Despite there never being any drugs whatsoever in any of the locations used in the experiment, 225 alerts were issued by the 18 handlers and their dogs, every single one of which was, of course, a false alarm. To the dogs’ credit, the dogs were not swayed by the sausages, but to the handlers’ discredit, there were drastically more false alarms wherever the red markers told the handlers that there would be drugs.

So what went on here? Did the handlers simply cheat and pretend they’d seen their dogs show the correct responses to smelling drugs, or did the handlers somehow lead the dogs to provide positive responses with unconscious cues? This is a difficult question, which requires further research, but a clue to the likely answer lies a century ago in a horse called Clever Hans.

Clever Hans was a Victorian horse who wowed crowds by apparently counting and performing mental arithmetic. It wasn’t until an investigation by psychologist Oskar Pfungst that it finally became clear that the horse was in fact watching and interpreting the reactions of his human observers. The Clever Hans Effect may be a particularly important issue for dogs, which by their nature, are extremely adept at interpreting human cues, as any dog owner knows well.

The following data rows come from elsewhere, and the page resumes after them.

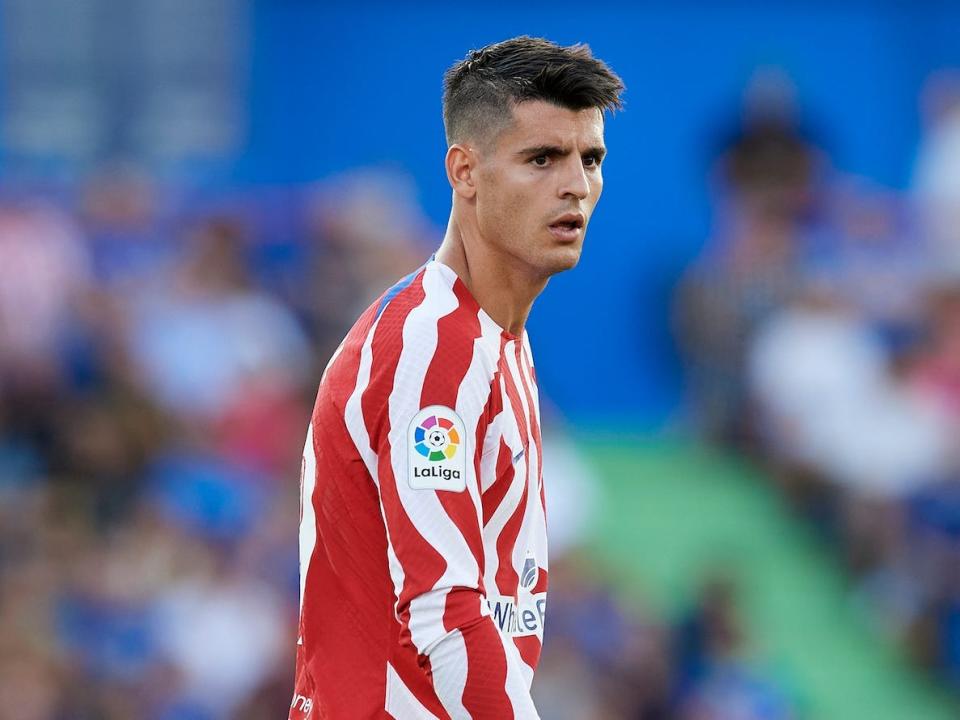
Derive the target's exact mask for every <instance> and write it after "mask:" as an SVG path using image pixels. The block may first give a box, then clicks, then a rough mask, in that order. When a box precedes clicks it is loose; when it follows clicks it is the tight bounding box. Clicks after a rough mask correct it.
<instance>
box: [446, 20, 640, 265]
mask: <svg viewBox="0 0 960 720" xmlns="http://www.w3.org/2000/svg"><path fill="white" fill-rule="evenodd" d="M622 91H623V83H622V82H621V80H620V78H618V77H617V76H616V75H614V74H613V72H612V71H611V70H610V69H609V68H608V67H607V66H606V65H605V64H604V63H603V62H601V61H600V60H597V59H596V58H594V57H593V56H592V55H591V54H590V49H589V48H588V47H587V46H586V45H573V46H571V47H561V46H559V45H556V44H554V43H552V42H549V41H547V40H542V39H539V38H530V37H518V38H513V39H511V40H506V41H504V42H500V43H496V44H494V45H488V46H487V47H485V48H482V49H480V50H474V51H472V52H471V53H470V54H469V55H467V57H466V58H465V59H464V60H462V61H460V62H458V63H457V64H455V65H454V66H453V67H452V68H450V70H448V71H447V74H446V77H445V79H444V98H443V119H444V126H445V128H446V134H447V144H448V150H447V158H446V169H447V177H448V178H449V180H450V184H451V186H452V187H453V190H454V219H455V221H456V222H458V223H459V224H460V225H461V229H462V230H463V235H464V242H465V243H466V242H474V243H481V244H482V245H483V246H484V248H483V249H484V250H485V251H486V252H492V253H495V254H497V255H499V256H502V258H503V259H504V260H505V261H507V262H512V263H515V264H518V265H520V266H523V267H524V268H526V269H527V270H529V271H530V272H531V273H532V274H534V275H536V276H540V277H549V276H550V275H553V274H554V273H557V272H560V271H562V270H567V269H569V268H571V267H573V266H574V265H576V263H577V261H578V260H579V258H580V251H581V249H582V246H583V239H584V236H585V234H586V229H587V224H588V222H589V220H590V216H591V215H592V213H593V209H594V207H595V206H596V204H597V200H598V199H599V198H600V192H601V190H602V188H603V175H602V170H601V166H602V162H603V158H604V155H605V154H606V147H605V145H604V140H603V123H604V112H605V111H607V110H613V109H617V108H619V107H620V106H621V103H620V94H621V92H622Z"/></svg>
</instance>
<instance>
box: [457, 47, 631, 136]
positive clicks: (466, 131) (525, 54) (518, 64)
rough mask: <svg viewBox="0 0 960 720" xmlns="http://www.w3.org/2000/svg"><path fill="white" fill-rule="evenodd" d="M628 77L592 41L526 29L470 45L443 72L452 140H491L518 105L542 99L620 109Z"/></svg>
mask: <svg viewBox="0 0 960 720" xmlns="http://www.w3.org/2000/svg"><path fill="white" fill-rule="evenodd" d="M622 92H623V81H622V80H620V78H619V77H617V76H616V75H615V74H614V73H613V71H612V70H610V68H609V67H607V65H606V64H605V63H604V62H603V61H601V60H597V59H596V58H595V57H593V55H592V54H591V53H590V48H589V46H587V45H582V44H577V45H571V46H569V47H563V46H561V45H557V44H556V43H553V42H550V41H549V40H544V39H543V38H532V37H528V36H526V35H522V36H520V37H516V38H511V39H510V40H504V41H503V42H499V43H495V44H493V45H487V46H486V47H484V48H480V49H479V50H471V51H470V53H469V54H468V55H467V57H465V58H464V59H463V60H461V61H460V62H458V63H456V64H455V65H454V66H453V67H451V68H450V69H449V70H447V72H446V74H445V75H444V78H443V126H444V129H445V130H446V134H447V145H453V144H454V143H458V142H465V141H466V140H468V139H469V140H472V141H474V142H476V143H478V144H480V145H484V146H486V145H488V144H489V143H490V142H491V141H492V140H493V139H494V138H496V136H497V135H499V133H500V132H501V131H502V130H504V129H505V128H506V127H508V126H509V125H510V123H511V122H512V121H513V107H514V106H515V105H517V104H518V103H522V102H526V101H528V100H543V101H546V102H549V103H552V104H554V105H557V106H559V107H563V108H567V109H569V110H585V109H587V108H598V109H599V110H600V111H601V112H602V111H604V110H611V111H612V110H618V109H620V108H621V107H622V103H621V100H620V94H621V93H622Z"/></svg>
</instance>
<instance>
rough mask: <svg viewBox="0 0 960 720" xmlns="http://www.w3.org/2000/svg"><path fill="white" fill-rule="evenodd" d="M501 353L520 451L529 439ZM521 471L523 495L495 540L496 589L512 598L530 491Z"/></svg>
mask: <svg viewBox="0 0 960 720" xmlns="http://www.w3.org/2000/svg"><path fill="white" fill-rule="evenodd" d="M502 350H503V346H501V363H502V365H503V372H502V373H501V377H502V378H503V383H504V389H505V392H506V395H507V398H508V400H509V401H510V407H511V409H512V410H513V415H514V419H515V421H516V423H517V427H518V428H519V430H520V441H521V443H522V444H523V447H524V450H526V448H527V447H528V445H529V437H528V435H527V423H526V419H525V417H524V413H523V405H522V404H521V402H520V395H519V393H518V392H517V387H516V384H515V383H514V381H513V376H512V374H511V373H510V368H509V366H508V365H507V362H506V358H505V356H504V355H503V354H502ZM510 462H511V470H512V464H513V458H511V459H510ZM524 467H525V468H526V477H525V478H524V484H523V494H522V495H521V496H520V502H519V503H518V504H517V507H516V509H515V510H514V511H513V514H512V515H511V516H510V519H509V520H507V523H506V524H505V525H504V527H503V530H502V531H501V532H500V536H499V537H498V538H497V557H498V558H499V560H500V562H499V565H498V567H497V580H496V581H497V588H498V589H499V591H500V592H511V591H512V592H513V593H514V594H516V588H517V587H518V586H519V584H520V578H519V576H518V575H517V570H516V568H514V566H513V550H514V548H515V547H516V544H517V538H518V537H519V535H520V528H521V526H522V524H523V514H524V513H525V512H526V509H527V497H528V495H529V490H530V463H529V461H528V460H527V461H525V462H524Z"/></svg>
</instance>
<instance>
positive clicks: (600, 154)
mask: <svg viewBox="0 0 960 720" xmlns="http://www.w3.org/2000/svg"><path fill="white" fill-rule="evenodd" d="M569 154H570V150H567V149H565V148H562V147H560V146H559V145H536V146H534V147H529V148H524V149H523V150H519V151H517V155H518V156H522V157H537V156H538V155H546V156H548V157H565V156H567V155H569ZM583 154H584V155H593V156H594V157H596V158H598V159H600V160H602V159H603V156H604V155H606V154H607V149H606V148H605V147H603V146H602V145H597V146H594V147H591V148H587V149H586V150H585V151H584V153H583Z"/></svg>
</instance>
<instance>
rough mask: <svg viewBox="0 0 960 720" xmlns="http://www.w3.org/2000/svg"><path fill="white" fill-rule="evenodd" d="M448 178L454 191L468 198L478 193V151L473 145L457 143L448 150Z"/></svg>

Researchers have found some dogs will rely more strongly on human cues than even their own sight and smell when looking for food — going to look for food in an empty bowl that a human is pointing to, rather than a bowl full of food that it can see and smell. Dogs have also been shown to be able to interpret human eye contact, head and body orientation, and glances.

It seems that while drugs dogs certainly can detect smells such as drugs, if you are an innocent bystander and you don’t want a policeman probing your insides, it is just as important what a policeman’s subjective opinion of you is, as are the smells picked up by his or her dog. Whether or not this is constitutional under the Fourth Amendment, or fair in a civilized society, is a matter that should be up for debate. It is noteworthy that since Lit’s groundbreaking findings were published in 2011, we haven’t seen any follow up studies investigating the unanswered questions that have arisen from her research. According to an article published in Psychological Science, reliable sources have alleged that individuals with interests in drugs dogs have tried to shut down her research.

Regardless of their actual effectiveness, it has been argued that dogs can still be justified as a deterrent, even if it is their human handler who is really the one calling the shots. This defense is questionable however, as one recent study of ecstasy users demonstrated that most of the respondents had drugs in their possession the last time they witnessed a drugs dog and less than 7 percent of them were detected. Worryingly however, a minority of users responded by immediately consuming all of their drugs, putting themselves at risk of overdose, another fine example of how ill-thought-out policies can result in more harm than good.